TL:DR, all Cuban did was explain what insurance companies do, but he is doing it directly instead.
This is most likely an attempt to avoid paying millions in insurance premiums.
He will still encounter the same problems, like oddball treatments outside of his mentioned contractual agreements.
He will have to control costs. Negotiate harder, fire people, not give raises to cover costs which will never be mentioned et cetera.
First, what Mangione did was laudatory. Now he’s innocent until proven guilty. I’m glad you’re moving in the right direction.
The problem is defining these people in this way in order to avoid delving into why they feel this way. You’re playing the Hillary Clinton deplorables card.
When people celebrate the murder of an innocent man, they only have themselves to blame for why others focus on that rather than the origin of their grievances. That being said, nobody has avoided the issue on this thread or in the article itself. I have said that capitalism only works when companies are regulated to protect consumers, which may need to happen in the insurance industry. I have also said that healthcare is inherently expensive and the only foreseeable solution to the problem is further technological development that makes it cheaper. Others have tackled the issue from other perspectives, but the whole subject of this thread has been on the justifiability of Mangione’s actions.
You mean, it’s OK to question the system?
The lesson I learned during the lockdowns is that the mob is inherently unreasonable and prone to hysteria. History gives us the same lesson. People like me whole questioned the system were attacked by the mob.
I also think people are conveniently overreacting. Thompson is a symbol for an industry that has troubling issues with regard to ethics. His company in particular is known to be the worst offender in that regard. It denies at a significantly higher rate than the industry norm, by design and by his direction.

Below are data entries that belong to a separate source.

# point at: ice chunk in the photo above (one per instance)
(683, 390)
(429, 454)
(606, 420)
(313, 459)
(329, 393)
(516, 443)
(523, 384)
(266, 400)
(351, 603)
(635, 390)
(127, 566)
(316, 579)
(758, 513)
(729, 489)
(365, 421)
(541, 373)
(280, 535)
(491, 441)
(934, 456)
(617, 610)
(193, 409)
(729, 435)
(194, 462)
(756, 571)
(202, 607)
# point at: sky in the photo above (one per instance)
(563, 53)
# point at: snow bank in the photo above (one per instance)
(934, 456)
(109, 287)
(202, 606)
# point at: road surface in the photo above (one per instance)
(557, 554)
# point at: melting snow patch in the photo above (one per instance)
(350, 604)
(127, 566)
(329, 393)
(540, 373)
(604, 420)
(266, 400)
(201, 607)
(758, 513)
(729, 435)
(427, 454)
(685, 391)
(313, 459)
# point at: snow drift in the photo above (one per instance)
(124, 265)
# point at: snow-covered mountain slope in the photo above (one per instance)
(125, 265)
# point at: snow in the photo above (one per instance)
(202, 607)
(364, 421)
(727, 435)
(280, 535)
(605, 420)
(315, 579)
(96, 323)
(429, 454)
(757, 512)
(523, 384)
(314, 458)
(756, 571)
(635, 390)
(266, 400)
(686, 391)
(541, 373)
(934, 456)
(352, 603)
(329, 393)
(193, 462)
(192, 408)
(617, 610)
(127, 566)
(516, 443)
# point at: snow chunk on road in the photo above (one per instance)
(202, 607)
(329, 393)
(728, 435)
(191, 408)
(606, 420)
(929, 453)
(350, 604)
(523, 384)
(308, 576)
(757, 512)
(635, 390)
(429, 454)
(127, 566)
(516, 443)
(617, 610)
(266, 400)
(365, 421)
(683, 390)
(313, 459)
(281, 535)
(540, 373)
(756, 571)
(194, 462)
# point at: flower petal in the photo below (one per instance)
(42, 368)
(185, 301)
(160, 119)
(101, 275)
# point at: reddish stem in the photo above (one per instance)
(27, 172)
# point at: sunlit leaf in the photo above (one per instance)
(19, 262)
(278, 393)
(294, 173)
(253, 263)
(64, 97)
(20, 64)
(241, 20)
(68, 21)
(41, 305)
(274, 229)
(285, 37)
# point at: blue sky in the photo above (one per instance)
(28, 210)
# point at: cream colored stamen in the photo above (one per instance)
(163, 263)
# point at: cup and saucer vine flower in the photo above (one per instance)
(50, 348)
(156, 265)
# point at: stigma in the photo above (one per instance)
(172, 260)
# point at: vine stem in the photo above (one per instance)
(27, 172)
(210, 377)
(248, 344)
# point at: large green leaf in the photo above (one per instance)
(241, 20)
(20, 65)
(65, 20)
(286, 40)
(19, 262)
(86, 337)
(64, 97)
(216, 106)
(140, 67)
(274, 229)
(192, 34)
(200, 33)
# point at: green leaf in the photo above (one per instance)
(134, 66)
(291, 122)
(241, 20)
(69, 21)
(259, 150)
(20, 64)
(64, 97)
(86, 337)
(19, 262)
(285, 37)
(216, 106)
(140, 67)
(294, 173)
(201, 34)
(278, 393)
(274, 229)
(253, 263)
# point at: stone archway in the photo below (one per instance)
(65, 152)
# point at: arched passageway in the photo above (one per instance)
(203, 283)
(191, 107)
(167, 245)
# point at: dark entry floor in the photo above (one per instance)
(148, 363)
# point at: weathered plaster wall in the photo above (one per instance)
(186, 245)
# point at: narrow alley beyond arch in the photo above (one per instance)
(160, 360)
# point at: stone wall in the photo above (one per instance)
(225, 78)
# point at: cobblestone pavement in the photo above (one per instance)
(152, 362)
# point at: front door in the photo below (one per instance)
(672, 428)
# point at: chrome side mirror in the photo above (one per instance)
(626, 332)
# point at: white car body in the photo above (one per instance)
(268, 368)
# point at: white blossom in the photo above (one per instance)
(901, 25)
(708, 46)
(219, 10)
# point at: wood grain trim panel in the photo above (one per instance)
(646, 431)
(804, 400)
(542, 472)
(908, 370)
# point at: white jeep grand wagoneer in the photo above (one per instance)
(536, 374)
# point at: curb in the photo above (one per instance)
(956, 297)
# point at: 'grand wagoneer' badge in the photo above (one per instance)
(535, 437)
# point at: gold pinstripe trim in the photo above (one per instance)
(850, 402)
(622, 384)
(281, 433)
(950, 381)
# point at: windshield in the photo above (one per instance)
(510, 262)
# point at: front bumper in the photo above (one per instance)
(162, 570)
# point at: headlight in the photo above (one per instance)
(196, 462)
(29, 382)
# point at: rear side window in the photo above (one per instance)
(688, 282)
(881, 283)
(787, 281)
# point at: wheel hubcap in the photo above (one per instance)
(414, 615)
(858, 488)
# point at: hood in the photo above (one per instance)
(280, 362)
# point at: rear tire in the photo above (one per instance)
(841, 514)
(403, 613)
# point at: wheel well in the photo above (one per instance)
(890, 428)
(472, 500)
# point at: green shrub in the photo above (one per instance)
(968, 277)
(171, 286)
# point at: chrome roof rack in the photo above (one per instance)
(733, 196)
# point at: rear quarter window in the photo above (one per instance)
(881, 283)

It’s very easy, or in this case convenient, to take internet blabbery as literal. Thompson is not the good guy and let’s keep in mind he was under investigation by the government. Whoever killed him is not the good guy either but Americans love the antihero.
It’s not some indictment on America that people fail to sympathize with someone in death who they could not find sympathetic in life. And it’s no surprise they can sympathize with whoever shot Thompson because they can understand the feelings of frustration and anger that Thompson and his company made them feel.
There is an issue that none of these Thompson apologists want to talk about. Why is it when a fat wealthy white man was murdered, every (not literally) law enforcement agency in the nation was involved in finding the killer? They posted a reward. The mayor of NYC felt he needed to confront the suspect, who was shackled and surrounded by heavily armed police, and let him know that NYC won’t put up with violent crime. They are even charging him with terrorism.
Meanwhile, truly innocent children of color are killed in cities across the nation, including New York, and there is no show of force by law enforcement and the mayor. If people want to claim the support for Mangione points to something rotten in the people of this country, fine, but prioritizing the life of a white millionaire over the lives of black children points to something that’s been rotten for a lot longer. People die from overdosing on drugs every day in America but I’m supposed to hang crepe for a man who profited off of other people’s pain and suffering? A man who was responsible for furthering their pain and suffering.
There is a lot of misinformation floating around about denial rates, along with everything else.
The linked video breaks it down a little.
It does sound like an apologist piece but statements are accurate.
The most egregious part is that the data being thrown around specifically relates to Medicare and Medicaid supplemental insurance policies, which are heavily restricted in what they can cover by federal law, and for consumer benefit.
You cannot supersede govt benefits with private insurance if participating in Medicare or Medicaid programs and claims doing so will be denied, because they have to be.
It’s important to understand information, not just blindly parrot it.